The computed BCE loss.

Example

>>> inputs = torch.tensor([10.0, -6.0])
>>> targets = torch.tensor([1, 0])
>>> bce_loss(inputs, targets)
tensor(0.0013)
speechbrain.nnet.losses.kldiv_loss(log_probabilities, targets, length=None, label_smoothing=0.0, allowed_len_diff=3, pad_idx=0, reduction='mean')[source]

Computes the KL-divergence error at the batch level. This loss applies label smoothing directly to the targets

Parameters:
  • log_probabilities (torch.Tensor) – The posterior probabilities of shape [batch, prob] or [batch, frames, prob].

  • targets (torch.Tensor) – The targets, of shape [batch] or [batch, frames].

  • length (torch.Tensor) – Length of each utterance, if frame-level loss is desired.

  • label_smoothing (float) – The amount of smoothing to apply to labels (default 0.0, no smoothing)

  • allowed_len_diff (int) – Length difference that will be tolerated before raising an exception.

  • pad_idx (int) – Entries of this value are considered padding.

  • reduction (str) – Options are ‘mean’, ‘batch’, ‘batchmean’, ‘sum’. See pytorch for ‘mean’, ‘sum’. The ‘batch’ option returns one loss per item in the batch, ‘batchmean’ returns sum / batch size.

Return type:

The computed kldiv loss.

Example

>>> probs = torch.tensor([[0.9, 0.1], [0.1, 0.9]])
>>> kldiv_loss(torch.log(probs), torch.tensor([1, 1]))
tensor(1.2040)
speechbrain.nnet.losses.distance_diff_loss(predictions, targets, length=None, beta=0.25, max_weight=100.0, reduction='mean')[source]

A loss function that can be used in cases where a model outputs an arbitrary probability distribution for a discrete variable on an interval scale, such as the length of a sequence, and the ground truth is the precise values of the variable from a data sample.
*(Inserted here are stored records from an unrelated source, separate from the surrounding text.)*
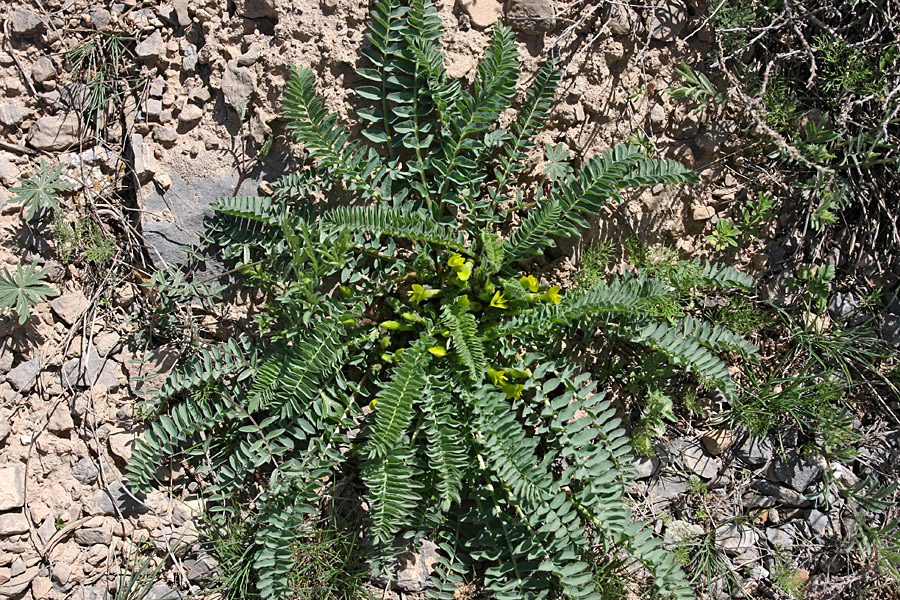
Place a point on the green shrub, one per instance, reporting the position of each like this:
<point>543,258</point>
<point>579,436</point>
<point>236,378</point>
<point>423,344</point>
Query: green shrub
<point>407,343</point>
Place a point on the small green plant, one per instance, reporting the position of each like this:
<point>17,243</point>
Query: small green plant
<point>40,192</point>
<point>23,290</point>
<point>755,213</point>
<point>726,234</point>
<point>594,263</point>
<point>698,89</point>
<point>410,346</point>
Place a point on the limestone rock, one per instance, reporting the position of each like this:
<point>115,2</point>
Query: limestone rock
<point>43,70</point>
<point>483,13</point>
<point>257,9</point>
<point>69,307</point>
<point>152,48</point>
<point>24,376</point>
<point>12,487</point>
<point>85,471</point>
<point>534,17</point>
<point>667,21</point>
<point>54,133</point>
<point>13,524</point>
<point>23,21</point>
<point>238,85</point>
<point>61,419</point>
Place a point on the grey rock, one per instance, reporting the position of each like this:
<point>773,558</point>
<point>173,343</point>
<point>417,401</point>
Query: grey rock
<point>890,328</point>
<point>678,531</point>
<point>85,471</point>
<point>23,21</point>
<point>783,494</point>
<point>13,114</point>
<point>666,489</point>
<point>645,466</point>
<point>189,58</point>
<point>163,592</point>
<point>43,70</point>
<point>780,537</point>
<point>93,535</point>
<point>117,496</point>
<point>257,9</point>
<point>794,471</point>
<point>533,17</point>
<point>90,370</point>
<point>735,539</point>
<point>754,450</point>
<point>24,376</point>
<point>621,19</point>
<point>842,305</point>
<point>100,17</point>
<point>819,523</point>
<point>238,85</point>
<point>13,524</point>
<point>151,48</point>
<point>691,455</point>
<point>69,307</point>
<point>182,14</point>
<point>667,21</point>
<point>54,133</point>
<point>12,487</point>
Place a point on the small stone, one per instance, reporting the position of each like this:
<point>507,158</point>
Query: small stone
<point>151,48</point>
<point>94,535</point>
<point>534,17</point>
<point>190,114</point>
<point>164,135</point>
<point>794,471</point>
<point>13,524</point>
<point>667,21</point>
<point>754,450</point>
<point>61,573</point>
<point>13,114</point>
<point>23,21</point>
<point>61,419</point>
<point>182,15</point>
<point>121,444</point>
<point>24,376</point>
<point>43,70</point>
<point>189,58</point>
<point>238,85</point>
<point>658,118</point>
<point>257,9</point>
<point>85,471</point>
<point>717,441</point>
<point>735,539</point>
<point>54,133</point>
<point>701,212</point>
<point>780,537</point>
<point>12,487</point>
<point>69,307</point>
<point>483,13</point>
<point>249,57</point>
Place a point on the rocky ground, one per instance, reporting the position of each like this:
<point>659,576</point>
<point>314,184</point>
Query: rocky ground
<point>201,94</point>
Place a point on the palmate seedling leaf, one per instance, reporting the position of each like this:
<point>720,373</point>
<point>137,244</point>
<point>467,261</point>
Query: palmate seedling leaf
<point>557,166</point>
<point>22,290</point>
<point>39,191</point>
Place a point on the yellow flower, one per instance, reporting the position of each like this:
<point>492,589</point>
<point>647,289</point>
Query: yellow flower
<point>512,391</point>
<point>529,282</point>
<point>498,300</point>
<point>456,260</point>
<point>498,376</point>
<point>552,295</point>
<point>419,293</point>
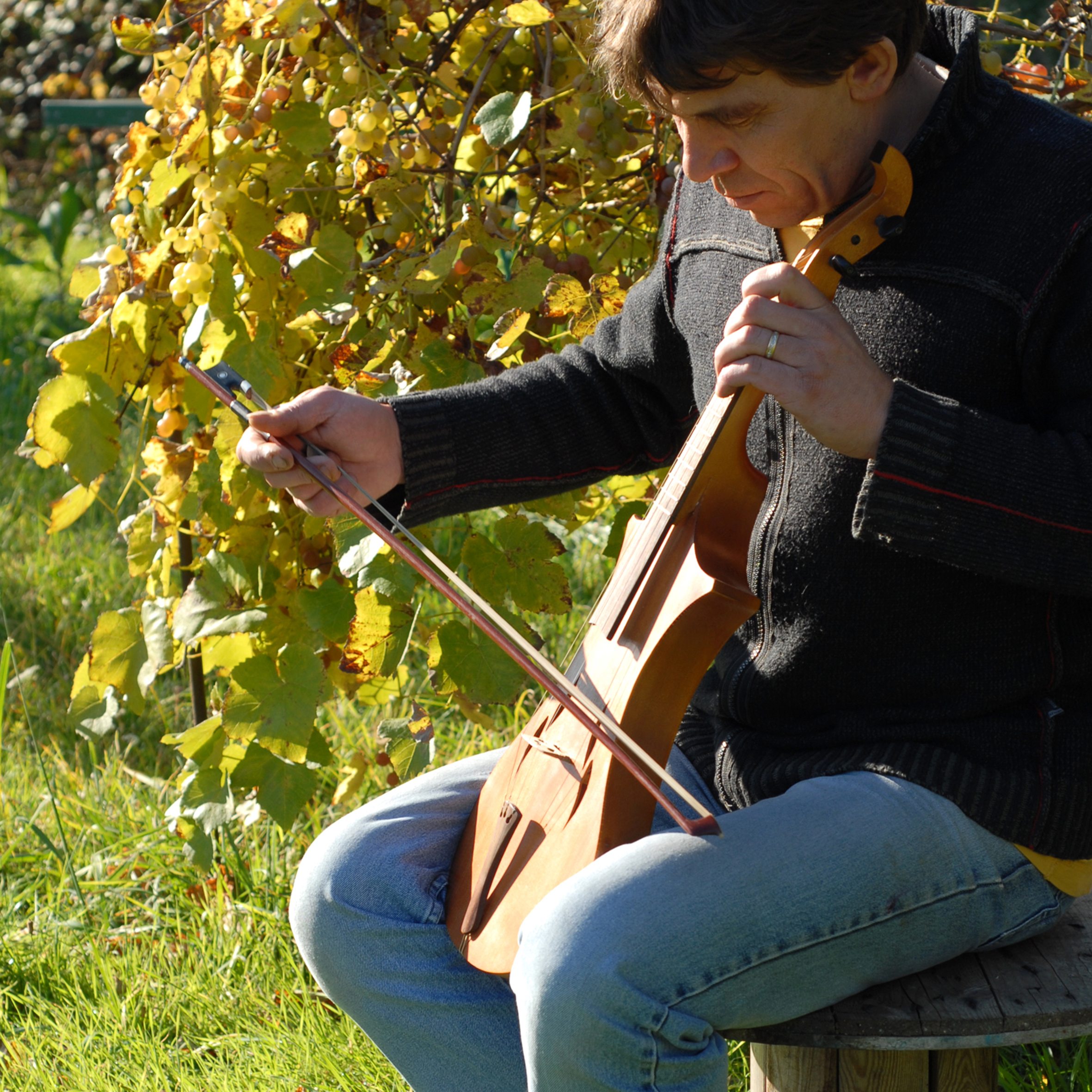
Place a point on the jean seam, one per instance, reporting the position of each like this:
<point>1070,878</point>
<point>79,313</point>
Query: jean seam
<point>845,933</point>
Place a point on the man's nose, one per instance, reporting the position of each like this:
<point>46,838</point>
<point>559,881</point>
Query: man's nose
<point>705,156</point>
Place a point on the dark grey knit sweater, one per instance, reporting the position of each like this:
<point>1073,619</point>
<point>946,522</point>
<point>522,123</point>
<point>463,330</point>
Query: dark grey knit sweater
<point>926,614</point>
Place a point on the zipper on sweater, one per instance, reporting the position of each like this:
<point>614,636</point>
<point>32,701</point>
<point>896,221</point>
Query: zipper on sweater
<point>761,571</point>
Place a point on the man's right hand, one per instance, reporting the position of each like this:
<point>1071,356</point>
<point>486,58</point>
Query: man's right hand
<point>358,434</point>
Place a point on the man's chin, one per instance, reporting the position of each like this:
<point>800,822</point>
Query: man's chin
<point>765,209</point>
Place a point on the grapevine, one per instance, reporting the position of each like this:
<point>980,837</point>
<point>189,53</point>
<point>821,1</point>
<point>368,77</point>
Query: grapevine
<point>384,198</point>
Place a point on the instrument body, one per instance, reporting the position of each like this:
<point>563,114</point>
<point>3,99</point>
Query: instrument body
<point>558,798</point>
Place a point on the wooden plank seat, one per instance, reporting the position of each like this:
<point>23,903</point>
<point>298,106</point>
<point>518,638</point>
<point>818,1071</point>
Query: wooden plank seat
<point>937,1031</point>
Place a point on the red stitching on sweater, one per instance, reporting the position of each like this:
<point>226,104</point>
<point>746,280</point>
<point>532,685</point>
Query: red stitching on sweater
<point>1050,639</point>
<point>1046,276</point>
<point>1039,806</point>
<point>668,256</point>
<point>984,504</point>
<point>470,485</point>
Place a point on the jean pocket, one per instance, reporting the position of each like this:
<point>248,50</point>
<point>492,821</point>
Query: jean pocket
<point>1042,920</point>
The loss is defined as loss_i = p_i * exp(beta * |i - y|) - 1.

The loss can also be used where outputs aren’t probabilities, so long as high values close to the ground truth position and low values away from it are desired

Parameters:
  • predictions (torch.Tensor) – a (batch x max_len) tensor in which each element is a probability, weight or some other value at that position

  • targets (torch.Tensor) – a 1-D tensor in which each element is thr ground truth

  • length (torch.Tensor) – lengths (for masking in padded batches)

  • beta (torch.Tensor) – a hyperparameter controlling the penalties. With a higher beta, penalties will increase faster

  • max_weight (torch.Tensor) – the maximum distance weight (for numerical stability in long sequences)
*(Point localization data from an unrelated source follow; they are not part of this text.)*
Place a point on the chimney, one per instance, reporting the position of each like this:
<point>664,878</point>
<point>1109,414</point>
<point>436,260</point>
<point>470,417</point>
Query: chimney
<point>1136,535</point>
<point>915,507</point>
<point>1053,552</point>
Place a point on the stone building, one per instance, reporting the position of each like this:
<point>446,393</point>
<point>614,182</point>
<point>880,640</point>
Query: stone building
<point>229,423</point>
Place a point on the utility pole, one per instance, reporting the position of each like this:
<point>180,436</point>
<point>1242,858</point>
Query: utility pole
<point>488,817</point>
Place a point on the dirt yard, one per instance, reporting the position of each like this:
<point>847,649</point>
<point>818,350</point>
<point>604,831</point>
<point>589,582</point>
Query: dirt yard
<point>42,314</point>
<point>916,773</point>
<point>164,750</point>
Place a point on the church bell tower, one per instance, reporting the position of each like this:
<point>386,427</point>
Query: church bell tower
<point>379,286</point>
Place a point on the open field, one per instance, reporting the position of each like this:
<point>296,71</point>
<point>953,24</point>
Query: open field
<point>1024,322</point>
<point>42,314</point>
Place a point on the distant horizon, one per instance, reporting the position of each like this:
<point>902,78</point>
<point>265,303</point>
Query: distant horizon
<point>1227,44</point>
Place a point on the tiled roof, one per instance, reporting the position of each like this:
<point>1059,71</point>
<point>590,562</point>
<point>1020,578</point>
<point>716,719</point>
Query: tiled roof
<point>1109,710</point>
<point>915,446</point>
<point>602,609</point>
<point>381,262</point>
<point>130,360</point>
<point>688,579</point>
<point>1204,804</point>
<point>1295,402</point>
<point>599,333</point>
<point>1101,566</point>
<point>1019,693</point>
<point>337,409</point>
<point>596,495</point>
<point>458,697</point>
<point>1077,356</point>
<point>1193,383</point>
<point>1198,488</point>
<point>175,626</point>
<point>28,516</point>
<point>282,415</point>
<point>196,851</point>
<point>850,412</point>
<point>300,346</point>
  • reduction (str) – Options are ‘mean’, ‘batch’, ‘batchmean’, ‘sum’. See pytorch for ‘mean’, ‘sum’. The ‘batch’ option returns one loss per item in the batch, ‘batchmean’ returns sum / batch size

Return type:

The masked loss.

Example

>>> predictions = torch.tensor(
...    [[0.25, 0.5, 0.25, 0.0],
...     [0.05, 0.05, 0.9, 0.0],
...     [8.0, 0.10, 0.05, 0.05]]
... )
>>> targets = torch.tensor([2., 3., 1.])
>>> length = torch.tensor([.75, .75, 1.])
>>> loss = distance_diff_loss(predictions, targets, length)
>>> loss
tensor(0.2967)
speechbrain.nnet.losses.truncate(predictions, targets, allowed_len_diff=3)[source]

Ensure that predictions and targets are the same length.

Parameters:
  • predictions (torch.Tensor) – First tensor for checking length.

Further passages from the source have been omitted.